Anyway, having a team of 8 soon gave way to having 2 teams of 4 working mostly under the same model, but having 2 teams (each with fewer products to support and prioritize between) resulted in a much reduced overhead. It allowed us to specialize more. Once we had split into 2 teams, we reduced each team's Epic WIP to one.
I feel like this is a good approach because it dramatically reduces the context switching for everyone. Yes, some people will get anxious waiting for their project to be next, but if they want it done sooner, they need to convince their peers and the CEO that it should be next. In the meantime, we were able to give a single problem our full attention, which seriously reduced our cycle times.

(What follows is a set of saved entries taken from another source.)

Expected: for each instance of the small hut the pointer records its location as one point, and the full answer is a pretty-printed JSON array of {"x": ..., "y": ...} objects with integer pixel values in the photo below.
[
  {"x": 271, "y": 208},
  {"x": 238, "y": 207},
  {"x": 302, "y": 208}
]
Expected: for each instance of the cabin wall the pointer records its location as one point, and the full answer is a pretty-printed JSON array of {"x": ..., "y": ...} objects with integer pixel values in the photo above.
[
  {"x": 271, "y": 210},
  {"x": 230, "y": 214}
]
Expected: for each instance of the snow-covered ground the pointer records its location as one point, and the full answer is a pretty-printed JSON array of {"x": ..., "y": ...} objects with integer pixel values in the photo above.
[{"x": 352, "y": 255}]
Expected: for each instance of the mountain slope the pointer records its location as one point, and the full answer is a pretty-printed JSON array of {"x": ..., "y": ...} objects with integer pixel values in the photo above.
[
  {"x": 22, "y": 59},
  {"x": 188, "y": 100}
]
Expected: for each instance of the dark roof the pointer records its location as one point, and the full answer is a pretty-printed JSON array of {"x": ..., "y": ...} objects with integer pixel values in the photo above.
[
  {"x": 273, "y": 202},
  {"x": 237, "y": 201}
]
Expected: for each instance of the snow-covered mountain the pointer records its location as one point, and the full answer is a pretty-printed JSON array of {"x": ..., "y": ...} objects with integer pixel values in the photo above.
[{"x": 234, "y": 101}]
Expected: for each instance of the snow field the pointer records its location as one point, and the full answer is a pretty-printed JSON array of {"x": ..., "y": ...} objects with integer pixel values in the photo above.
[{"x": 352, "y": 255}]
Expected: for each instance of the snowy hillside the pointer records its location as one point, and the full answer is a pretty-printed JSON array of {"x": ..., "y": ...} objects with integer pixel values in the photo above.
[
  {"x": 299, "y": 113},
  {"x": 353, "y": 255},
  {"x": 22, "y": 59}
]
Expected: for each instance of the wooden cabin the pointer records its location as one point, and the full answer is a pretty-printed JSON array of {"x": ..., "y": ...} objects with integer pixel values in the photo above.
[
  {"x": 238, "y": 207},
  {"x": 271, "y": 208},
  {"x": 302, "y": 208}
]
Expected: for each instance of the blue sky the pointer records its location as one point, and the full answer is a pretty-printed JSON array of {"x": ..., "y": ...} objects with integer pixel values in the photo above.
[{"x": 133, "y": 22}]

Again, the best way is to have enough staff to support all your products, but I understand how hard it can be to convince a non-software company that they require that staff to support all the things they build. Just recently I had a hard conversation with a client about some scope creep. It basically amounted to "To meet system parity, you need to build this tool that doesn't exist in the old system." ... uhhhh huh... Anyway, we asked them if they were prepared to spin up an entire team, Product Owner, Scrum Master, Dev team, to build and support this product indefinitely. The answer was obviously no, but they had not considered the true cost of this new product until we mentioned it. Just some food for thought. I've always found that people want want want until they see the price tag. Show them the price tag.